Detect Alzheimer’s disease early with a blood test
Aside from a cure, which still seems a long way off, there is another “Holy Grail” of cancer research. Alzheimer’s disease This biomarker anticipate the first symptoms of this neurodegenerative disease causing 60% and 80% of dementia cases. The largest study to date, conducted by Spanish researchers, has identified a biomarker that will allow early detection of this disease using a simple blood test. This was achieved by a research team led by Alzheimer’s Center Ace in Barcelonain collaboration with Sant Pau Hospital from the same city. The study was published in the journal “Electronic medicine”from the Lancet group.
This biological snitch plasma biomarker pTau181a protein that has been known for 20 years to be involved in the degenerative process of Alzheimer’s disease. The study was conducted in a memory clinic with a very large sample of over 2000 patients and lasted 8 years. Biomarker pTau181 in blood It has a sensitivity of 94% and an accuracy of about 80%. According to the Ace Alzheimer Center Barcelona, to identify patients at high risk of developing Alzheimer’s disease in the early stages.
“Alzheimer’s disease is very difficult to detect in its early stagesbecause when the patient begins to show the first clinical symptoms, the changes that have occurred in the brain appeared 15 years earlier,” he explains. Amanda Canoresponsible for Molecular Biology and Biomarkers Program at the Ace Alzheimer’s Center in Barcelona and head of the research group. “Therefore,” he adds, “at this stage the patient does not have any sense of having a problem, and today we do not have any diagnostic or detection method that can solve this problem at these stages.”

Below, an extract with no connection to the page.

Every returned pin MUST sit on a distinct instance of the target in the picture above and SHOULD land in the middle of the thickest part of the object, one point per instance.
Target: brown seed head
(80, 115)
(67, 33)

Tau181 protein It serves to maintain the structure of neurons, but when changes occur in its structure, it stops functioning and tends to accumulate inside those nerve cells. “These aggregates cause a neurotoxic current. which is typical for this disease, the researcher emphasizes. Detecting levels of this protein means we can understand or visualize the occurrence of this pathology,” he adds.
Dr. Cano, the study’s first author, notes that biomarkers of Alzheimer’s disease are currently measured either by extracting cerebrospinal fluid using lumbar puncture – injection near the spinal cord, similar to an epidural – or through neuroimaging in which the patient is injected with a substance with a certain radioactive activity, and then an image of the brain lesion is obtained. “Both interventions, lumbar puncture and neuroimaging techniques, are invasive for the patient and very expensive for the healthcare system; by the day Today they are recommended only when the suspicion of the disease is very high.are not recommended in these initial stages,” he says. Using this biomarker could reduce the need for lumbar punctures by 39 percent.
clinical data they collected over 8 years, on over 2000 patients served as a comparison for this biomarker, which can be obtained non-invasively and is available in primary health care centers through a simple blood draw. This will speed up diagnosis at increasingly earlier stages, at which it is still possible to intervene and use new drugs such as Lekembi (lekanemab)which slows the progression of Alzheimer’s disease in the initial stages.